One nice suggestion was to generate machine-readable results for the output of physical_validation. The steps would be

  1. Determine a JSON schema for the results
  2. The functions fill in the schema.
  3. the logfile is actually the output of running the JSON internal representation through an interpreter.

This is lower priority, but a good idea overall - would make it easier to have GROMACS take return values, or to have other programs incorporate results in an automated way.

Retire py2 support

Python 2 is finally out of support ๐Ÿฅณ

There are workarounds in different places of the code to make it compatible with both py2 and py3. We should find these and remove any hacks not needed anymore.

Catch the NaN error that occurs when histograms are not well-populated

Migrated from shirtsgroup/checkensemble#2

mrshirts commented on Jun 20, 2016:

When distributions are chosen poorly, it's very likely the ratio of the histograms will be undefined, as the denominator will be zero. This needs to be caught with a proper warning.

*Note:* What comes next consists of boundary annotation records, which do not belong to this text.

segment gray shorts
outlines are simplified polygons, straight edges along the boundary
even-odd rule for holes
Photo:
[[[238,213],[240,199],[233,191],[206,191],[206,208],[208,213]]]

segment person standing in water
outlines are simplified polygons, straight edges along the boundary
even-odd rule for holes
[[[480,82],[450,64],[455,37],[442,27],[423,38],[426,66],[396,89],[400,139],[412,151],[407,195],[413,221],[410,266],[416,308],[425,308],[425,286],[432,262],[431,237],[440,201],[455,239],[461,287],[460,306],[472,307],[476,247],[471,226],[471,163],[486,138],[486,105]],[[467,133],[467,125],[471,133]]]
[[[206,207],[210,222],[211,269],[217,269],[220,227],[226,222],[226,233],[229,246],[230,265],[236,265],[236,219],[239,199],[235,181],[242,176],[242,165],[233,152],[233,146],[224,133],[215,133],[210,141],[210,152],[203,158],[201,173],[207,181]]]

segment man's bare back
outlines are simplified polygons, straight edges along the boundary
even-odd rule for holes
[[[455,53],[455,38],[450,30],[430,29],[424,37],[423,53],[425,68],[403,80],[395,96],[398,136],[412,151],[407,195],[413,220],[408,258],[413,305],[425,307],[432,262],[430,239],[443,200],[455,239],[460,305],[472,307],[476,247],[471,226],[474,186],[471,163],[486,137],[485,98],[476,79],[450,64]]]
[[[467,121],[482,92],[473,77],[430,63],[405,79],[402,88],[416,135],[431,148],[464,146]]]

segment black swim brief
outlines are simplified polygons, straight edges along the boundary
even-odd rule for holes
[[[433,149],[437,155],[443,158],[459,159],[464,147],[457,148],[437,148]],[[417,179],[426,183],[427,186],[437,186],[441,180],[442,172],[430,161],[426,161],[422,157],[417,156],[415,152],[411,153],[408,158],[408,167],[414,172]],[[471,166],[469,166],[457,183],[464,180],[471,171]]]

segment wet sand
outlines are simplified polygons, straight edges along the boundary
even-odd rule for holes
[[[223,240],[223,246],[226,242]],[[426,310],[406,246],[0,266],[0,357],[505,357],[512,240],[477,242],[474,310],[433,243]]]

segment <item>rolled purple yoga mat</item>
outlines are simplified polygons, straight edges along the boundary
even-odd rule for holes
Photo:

mrshirts commented on Mar 6, 2017:

The issues show up as warnings:

checkensemble/checkensemble/checkensemble.py:910: RuntimeWarning: divide by zero encountered in log
ratio = numpy.log(hlist[1]/hlist[0]) # this should have the proper exponential distribution
checkensemble/checkensemble/checkensemble.py:911: RuntimeWarning: invalid value encountered in divide
dratio = numpy.sqrt((dhlist[0]/hlist[0])**2 + (dhlist[1]/hlist[1])**2)
checkensemble/checkensemble/checkensemble.py:910: RuntimeWarning: divide by zero encountered in divide
ratio = numpy.log(hlist[1]/hlist[0]) # this should have the proper exponential distribution

License discussion

From #40:

SB: was there a particular reason to go with LGPL rather than something like MIT?

PM: Part of the code is currently in the GROMACS repo - the package was shipped with GROMACS before it became a stand-alone package and has not yet been removed. (When we have a stable release, I'll make sure that GROMACS gets the package from pip rather than shipping an outdated version.) At the time, we chose the same license as GROMACS to keep things simple.

MS: Agreed [that licensing can certainly be rediscussed should probably be a separate issue where we can discuss and come to a conclusion]

so here's that issue!

Evaluate use of other packages reading molecular simulation result files

Connected to #51 #52 #53 #54 - is having our own parsers the best way to move forward? Could MDTraj / MDAnalysis / pytraj / other packages make our lives easier? Note that physical_validation has some very specific requirements of what information is needed, which were not fulfilled by any other package last we checked.

Related to do: Make list of information physical_validation needs to read from simulation results files.

Check / prove that integrator test is valid for temperature / pressure coupling

The integrator test analyzes the fluctuations of the constant of motion of a simulation. Theoretically, this is expected to be proportional to dt^2 (since the integrator preserves the constant of motion of the shadow Hamiltonian, but we are observing the constant of motion of the real Hamiltonian...).

We are only advertising to use this in NVE simulations, since we never cleanly proved that it would work with constants of motion of extended systems using temperature or pressure coupling. It shouldn't be too hard to check this & update the documentation accordingly.